Social media managers monitoring new social ideas might like to know that New York-based photo-sharing startup Albumatic has a new name – and a new direction.
Headwinds and new ideas
Launched in February this year, Albumatic (now re-named Koa.la) originally focused on building apps designed to capture and share events as they happened. If a bunch of friends decide to do a rock gig in a garage, Albumatic let them photograph it and instantly share it with other nearby Albumatic users. They could then come over and take their own shots for sharing.
Social media managers who think this is a pretty neat idea may be surprised that the startup’s co-founder, Adam Ludwin, and his team sensed from the outset that there were “headwinds” impeding the chances of the app exploding into a major hit. So they started developing a new one and came up with a photo-sharing app that integrates with messaging firm Kik’s new “Cards” platform.
And there’s more to come – Albumatic/Koa.la has already built three apps which integrate with Cards, but the team is planning to build more apps for a range of other messaging platforms.
The next big thing?
A measure of the success of the change of emphasis can be gleaned in a singular fact: within 22 hours of the release of Koa.la’s ‘Costume Party’ app (a game which lets users share drawn-over snaps of themselves or their friends on Kik), it had attracted a million players. Today, that figure stands at 4 million – and Ludwin believes it’s on course to attract 10 million by year’s end.

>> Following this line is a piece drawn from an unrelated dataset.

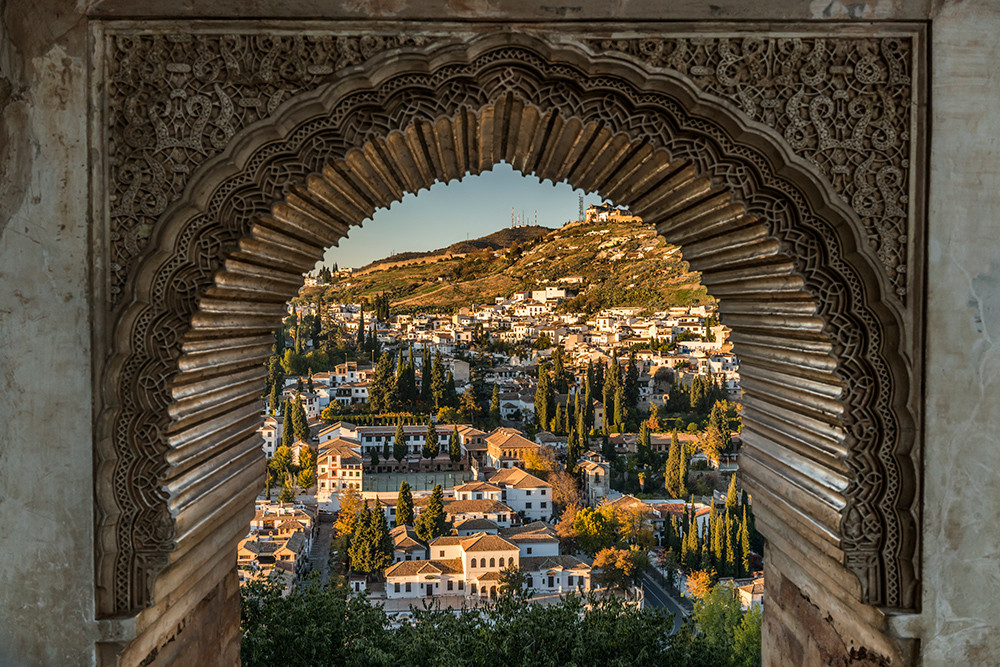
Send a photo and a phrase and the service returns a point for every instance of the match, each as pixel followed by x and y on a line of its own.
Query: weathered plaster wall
pixel 46 499
pixel 961 608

Canny social media managers might want to take note of something: Ludwin and his team sense that messaging platforms are The Next Big Thing in social media. As for the original Albumatic app, it hasn’t been mothballed – the Koa.la team will go on supporting it but they’ll stop developing it.
As Ludwin puts it:
“The Albumatic app is doing fine in terms of numbers. The truth that everyone knows and no one wants to say is that if you’re a mobile app, you’re either growing very, very fast and you’re one of the three that matter, or you’re one of everyone else. Why overexert ourselves in such a highly saturated market when we had this wide open opportunity that we could really execute on?”